崔:この事業部の大骨格である、日本IPの開発タイトルはどんどん増えていますので、ここを主体的に担っていただきたいと思っています。IPを獲得して開発し、それを運用するところまで、要は上流から下流まですべてを牽引できる人材を求めています。かなりハードではありますが、大きな醍醐味を味わえる仕事だと思います。

――そのためにはどのようなスキルが必要でしょうか?

崔:1つ目は「何か突出した強みを持っていて、それを活かしてリードできること」です。

たとえば中国のマーケティング経験を活かして、中国のマーケティングチームと一緒に開発会社と版元さまとの落としどころを見つけ、版元さまと交渉するとか。ゲームの運営経験を活かして、運営チームと一緒に企画を練ることで、版元さまへ説得力のある説明をするとか。営業経験を活かして、どんなに難しい課題であっても、相手への説得や交渉を行うとか。

このような尖った人材がいることで、ブリッジ組織としてプロ集団になれると思います。

誤解が生じないように言うと、組織としてブリッジ体制を強化したいのであって、ブリッジができる人材を求めているわけではないということです。

――ただ単に「繋ぎ合わせる人材」が欲しいのではないと。

崔:はい。我々はよく「伝書鳩状態」と呼んでいるのですが、右から左へただ言語を翻訳するだけでは、何の意味もありません。双方の本質的な意図をしっかり理解した上で、そのギャップを埋める最善策を自ら見つけて引っ張っていけることが一番大事なスキルです。

張本:互いを高めあい、補完できるような、日本と中国をまたにかけて躍動するプロフェッショナル集団であることを目指しています。

崔:2つ目は「熱いパッションを持っている」ことです。日本のIPを広めたいとか、グローバルなコンテンツをつくりたいとか。チャレンジ精神が旺盛で、その過程も楽しめて、全力で目標に向かって自走できる、そうゆう迫力と野心のある方がいいですね。

――中国語のスキルは必要ですか?

張本:実際、日常的に中国語は使うことは多いですね。会議でも中国語が飛び交いますし、本質的な意図を理解するためには、言語が分からないとやはり壁になってしまうかもしれません。

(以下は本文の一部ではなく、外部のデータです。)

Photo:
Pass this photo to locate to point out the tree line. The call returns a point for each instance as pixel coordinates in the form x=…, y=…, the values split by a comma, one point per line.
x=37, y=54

崔:そうですね。話せるのがベター。しかし、いま習得していなくても「1年で話せるようになります!」といった気概がある人は当然大歓迎です。

――ちなみに、チームはどんな雰囲気ですか?

張本:風通しがよいチームだと思います。意思決定もスピーディーですし、階層の壁も感じず、みんなが気軽に話せる関係性です。実は1年前に新しい体制になったと同時に、新型コロナの影響で完全リモート勤務になってしまったので、リアルで集まったことはまだ一度もないんです。

崔 大宇

崔:確かに。まだ一度もリアルで集まれてはいませんが、仕事以外でもたまにオンラインで集まったりして交流を深めています。そこでも中国語と日本語が両方飛び交うので、やっぱり中国語は早期に習得していただく必要がありますね(笑)。

――では最後に、改めてこの仕事の魅力を教えてください。

崔:DeNAにおいて、ブリッジという言葉から想起される以上の、大きな原動力になる部署だと思います。一緒にチャレンジしたいという挑戦者をお待ちしています!

張本:自分が主体者となって、先頭に立って事業を大きくできる仕事だと思います。自分たちの手で、事業を拡大していくぞという気概のある方は、ぜひ参画してください!

※本記事掲載の情報は、公開日時点のものです。